Dopo la firma degli Accordi di Pace
del 1992, il FMLN è diventato per tutti i Paesi dell’area un solido punto di
riferimento per la lotta contro le politiche neoliberiste, miranti a facilitare
la privatizzazione di imprese e servizi sotto l’egida dei governi filoamericani
e sotto la protezione degli apparati di sicurezza locali. In questa difficile
tappa i dirigenti e i militanti farabundisti, nonostante molti dissidi interni
ed alcuni errori strategici, hanno saputo sviluppare un’indubbia maturità
politica e, dopo aver subito non poche batoste elettorali, sono infine riusciti
a rafforzare il loro legame con le fasce più deboli della popolazione, sostenendone
istanze e diritti.
Così, dopo i successi alle ultime
elezioni amministrative dello scorso gennaio, il FMLN centra finalmente l’obiettivo
delle Presidenziali e si propone come nuova forza di governo per il prossimo
quinquennio. Il presidente eletto Mauricio Funes, che inizierà il suo mandato a
giugno, si impegnerà a mettere in pratica un ambizioso programma frutto di mesi
di consultazioni con le basi popolari e con gli altri settori della società
salvadoregna. Il progetto di Funes è incentrato sulla “responsabilità dello
Stato nell’assicurare il diritto del popolo all’istruzione, alla salute, alla
cultura, al cibo e alla parità dei sessi; anche l’economia sarà orientata al
conseguimento di questi obbiettivi. Nel suo programma si legge chiaramente la
volontà di rivendicare i diritti delle popolazioni indigene, la priorità della
creazione di nuovi posti di lavoro grazie al sostegno alle piccole e medie
imprese, la ferma opposizione a nuove privatizzazioni nel settore dei servizi
pubblici e la lotta alla corruzione.”*
Realizzare tutti questi propositi
richiederà uno sforzo straordinario in termini di mobilitazione di tutte le parti
sociali, ma anche – e soprattutto – di negoziazione con le altre forze
politiche e imprenditoriali. Un’altra debolezza è rappresentata dal fatto che
il FMLN non possiede la maggioranza in parlamento (cosa che potrebbe, in taluni
casi, mettere a rischio la governabilità del Paese). Per di più la destra, sebbene
sia uscita sconfitta dalle elezioni, è ancora in grado di “influenzare” il
sistema giudiziario e mantiene saldamente il controllo delle Forze armate, della
Polizia e di gran parte degli apparati burocratici statali. A tutto ciò si deve
aggiungere che l’economia del Salvador dipende quasi totalmente da quella
statunitense - a causa dei Trattati di Libero Commercio imposti sotto le ultime
legislature di ARENA - e dalle “rimesse” dei lavoratori emigrati negli States.

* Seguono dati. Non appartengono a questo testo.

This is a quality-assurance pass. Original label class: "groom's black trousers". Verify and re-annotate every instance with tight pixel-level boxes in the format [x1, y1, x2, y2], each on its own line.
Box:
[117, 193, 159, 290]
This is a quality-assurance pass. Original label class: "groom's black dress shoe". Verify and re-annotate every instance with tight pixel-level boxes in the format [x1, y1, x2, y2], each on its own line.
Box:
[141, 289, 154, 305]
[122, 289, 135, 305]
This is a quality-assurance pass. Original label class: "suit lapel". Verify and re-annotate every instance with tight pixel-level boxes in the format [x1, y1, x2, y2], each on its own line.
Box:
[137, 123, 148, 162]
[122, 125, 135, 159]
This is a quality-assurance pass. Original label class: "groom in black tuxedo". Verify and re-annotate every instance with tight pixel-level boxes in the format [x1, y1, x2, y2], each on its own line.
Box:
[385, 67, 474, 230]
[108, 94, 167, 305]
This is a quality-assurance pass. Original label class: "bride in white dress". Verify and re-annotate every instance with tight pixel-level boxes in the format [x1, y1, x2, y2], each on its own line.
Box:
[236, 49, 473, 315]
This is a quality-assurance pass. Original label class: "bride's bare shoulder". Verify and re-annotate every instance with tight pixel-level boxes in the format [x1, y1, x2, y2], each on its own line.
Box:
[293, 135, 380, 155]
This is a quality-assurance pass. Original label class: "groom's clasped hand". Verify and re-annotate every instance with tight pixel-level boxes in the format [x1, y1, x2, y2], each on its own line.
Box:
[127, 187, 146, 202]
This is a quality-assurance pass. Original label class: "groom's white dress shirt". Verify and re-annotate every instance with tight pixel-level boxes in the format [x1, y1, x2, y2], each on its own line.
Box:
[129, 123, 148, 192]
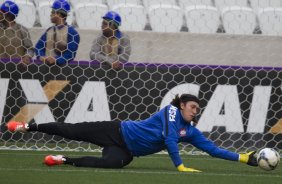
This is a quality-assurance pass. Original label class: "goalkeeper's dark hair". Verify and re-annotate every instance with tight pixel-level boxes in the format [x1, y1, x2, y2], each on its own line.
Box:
[170, 94, 200, 126]
[170, 94, 200, 109]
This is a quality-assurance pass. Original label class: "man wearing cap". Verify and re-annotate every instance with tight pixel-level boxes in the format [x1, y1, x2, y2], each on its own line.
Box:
[35, 0, 80, 65]
[0, 1, 34, 64]
[90, 11, 131, 69]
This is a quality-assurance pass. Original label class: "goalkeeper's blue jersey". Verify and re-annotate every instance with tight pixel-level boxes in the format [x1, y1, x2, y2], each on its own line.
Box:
[121, 105, 239, 166]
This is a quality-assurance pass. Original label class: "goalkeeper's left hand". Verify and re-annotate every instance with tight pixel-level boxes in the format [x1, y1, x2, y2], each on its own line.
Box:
[177, 164, 202, 172]
[239, 151, 258, 166]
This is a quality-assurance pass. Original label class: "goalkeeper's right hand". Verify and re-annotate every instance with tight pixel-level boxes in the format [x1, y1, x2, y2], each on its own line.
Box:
[177, 164, 202, 172]
[239, 151, 258, 166]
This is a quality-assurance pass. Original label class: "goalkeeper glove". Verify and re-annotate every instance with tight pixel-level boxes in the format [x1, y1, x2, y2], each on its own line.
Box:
[177, 164, 202, 172]
[239, 151, 258, 166]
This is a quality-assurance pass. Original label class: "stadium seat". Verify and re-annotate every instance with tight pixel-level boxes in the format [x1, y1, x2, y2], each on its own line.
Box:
[74, 2, 108, 29]
[16, 0, 36, 28]
[112, 4, 147, 31]
[179, 0, 213, 9]
[148, 5, 183, 32]
[214, 0, 248, 11]
[250, 0, 282, 13]
[37, 1, 73, 28]
[107, 0, 142, 10]
[143, 0, 177, 8]
[222, 6, 257, 35]
[185, 5, 220, 33]
[258, 8, 282, 36]
[69, 0, 104, 7]
[33, 0, 54, 7]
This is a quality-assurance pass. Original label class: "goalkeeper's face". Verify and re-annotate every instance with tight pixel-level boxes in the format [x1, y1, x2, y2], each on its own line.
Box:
[180, 101, 200, 122]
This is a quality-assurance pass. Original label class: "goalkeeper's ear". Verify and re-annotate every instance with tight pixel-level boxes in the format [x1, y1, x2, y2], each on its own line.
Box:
[239, 151, 258, 166]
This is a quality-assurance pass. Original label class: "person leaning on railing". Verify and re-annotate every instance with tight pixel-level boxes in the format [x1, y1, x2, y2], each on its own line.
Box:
[0, 1, 34, 64]
[90, 11, 131, 69]
[35, 0, 80, 65]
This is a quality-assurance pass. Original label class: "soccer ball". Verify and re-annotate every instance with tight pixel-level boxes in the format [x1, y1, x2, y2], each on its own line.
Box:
[257, 148, 280, 171]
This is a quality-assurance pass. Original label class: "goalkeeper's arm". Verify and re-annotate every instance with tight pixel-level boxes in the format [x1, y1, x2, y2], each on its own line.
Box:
[190, 128, 257, 166]
[166, 141, 201, 172]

Il compito è davvero improbo, in
una realtà dove la miseria, la disuguaglianza e la violenza, vale a dire le tre
maggiori piaghe del “Pollicino d’America”, rappresentano i veri nemici da
combattere. Il popolo salvadoregno ha scelto per il cambiamento, ora tocca al nuovo
governo fare la sua parte.
Andrea Necciai
Note
* Da “El
Salvador: la esperanza venció al miedo” – La Jornada, Angel Guerra.